I think this species is susceptible and will die off within 48 hours of an external test douse we've had this a few times on our p threads.

But I'd keep that rock isolated in its own eco bucket a week or two and not in the main tank where more of the target exists to cross-seed and confound the regrow test.

if that test rock either as the bucket dosed or external direct dosed maintains its kill in the eco bucket you are good for whole tank work using the mini model as a time waste preventer. I predict your whole tank fix can be ascertained from a bucket


One thing is certainly in your favor even though this seems daunting:

This invader is an obligate hitchhiker that emerges and sustains independent of nutrients.
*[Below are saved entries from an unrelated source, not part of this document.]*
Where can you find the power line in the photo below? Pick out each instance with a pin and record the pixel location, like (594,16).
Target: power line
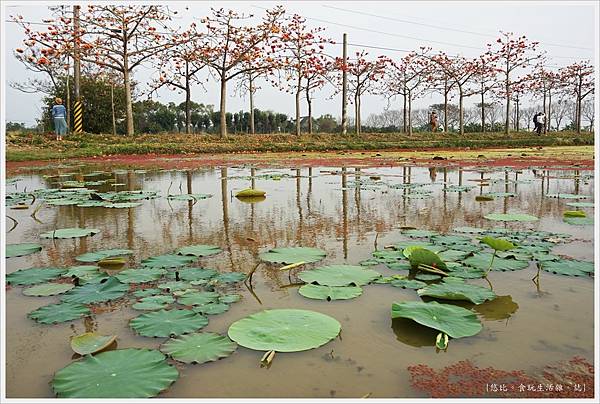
(446,28)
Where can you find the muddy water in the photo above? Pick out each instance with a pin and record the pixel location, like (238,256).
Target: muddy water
(322,207)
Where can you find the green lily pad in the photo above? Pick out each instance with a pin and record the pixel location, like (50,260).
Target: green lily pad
(168,261)
(48,289)
(102,254)
(122,373)
(198,298)
(211,308)
(69,233)
(167,323)
(482,262)
(453,320)
(155,302)
(292,255)
(458,291)
(141,275)
(498,244)
(199,347)
(284,330)
(329,293)
(19,250)
(32,276)
(511,217)
(569,267)
(199,250)
(96,292)
(89,343)
(339,275)
(59,313)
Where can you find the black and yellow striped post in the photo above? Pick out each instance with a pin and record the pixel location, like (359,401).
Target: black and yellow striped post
(78,115)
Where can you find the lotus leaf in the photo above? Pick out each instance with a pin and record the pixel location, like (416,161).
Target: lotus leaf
(197,298)
(89,293)
(284,330)
(199,347)
(168,261)
(69,233)
(155,302)
(458,291)
(89,343)
(48,289)
(100,255)
(292,255)
(330,292)
(211,308)
(59,313)
(199,250)
(339,275)
(482,261)
(569,267)
(453,320)
(511,217)
(498,244)
(19,250)
(32,276)
(141,275)
(122,373)
(166,323)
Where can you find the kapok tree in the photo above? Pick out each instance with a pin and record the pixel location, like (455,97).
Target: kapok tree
(363,75)
(512,54)
(179,66)
(301,60)
(579,81)
(231,46)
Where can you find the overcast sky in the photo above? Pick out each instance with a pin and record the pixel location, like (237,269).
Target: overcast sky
(564,29)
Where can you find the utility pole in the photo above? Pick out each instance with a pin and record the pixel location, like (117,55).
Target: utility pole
(344,87)
(78,121)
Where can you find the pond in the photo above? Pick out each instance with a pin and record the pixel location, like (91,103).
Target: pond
(347,211)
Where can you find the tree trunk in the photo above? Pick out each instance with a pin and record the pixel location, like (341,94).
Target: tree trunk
(223,121)
(251,85)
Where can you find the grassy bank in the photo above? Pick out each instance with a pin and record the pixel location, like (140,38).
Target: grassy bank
(25,147)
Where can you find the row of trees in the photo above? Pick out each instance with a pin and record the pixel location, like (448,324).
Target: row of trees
(115,41)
That doesn't mean altering one nutrient param this or that way couldn't phase shock it into death, it means that nutrient controls aren't the exclusive kill option. If you can pre-demo any method in a bucket to work, then upscale that to your tank, once this biomass is killed off literally the only biological way you can ever see it again is if you do not quarantine. This angle allows you to attack directly with a predicted sustain.

In our tank correction threads we find green algae families and cyano families as the persistent ones that always get in, always seem to potentitate from the rocks if we make one or more mistake with a tank (feed heavy weekend, too many white LEDs etc)

Pretty much everything other than those two groups are obligate hitchhikers and we're saving fifty tanks a month working solely from that unique angle... that direct attack on the invader is the ideal kill and sustain method when dealing with obligate hitchhikers.

We are not seeing obligates like valonia or invasive caulerpa come back after true eradication unless via import. The porosity of the live rock is truly being cleaned out, the distinction of obligate hitchhiker vs ubiquitous traveler is a powerful one when identifying tank invaders. the more thorough the mass kill, the longer the sustain that's the rule of obligate hitchhiker wars.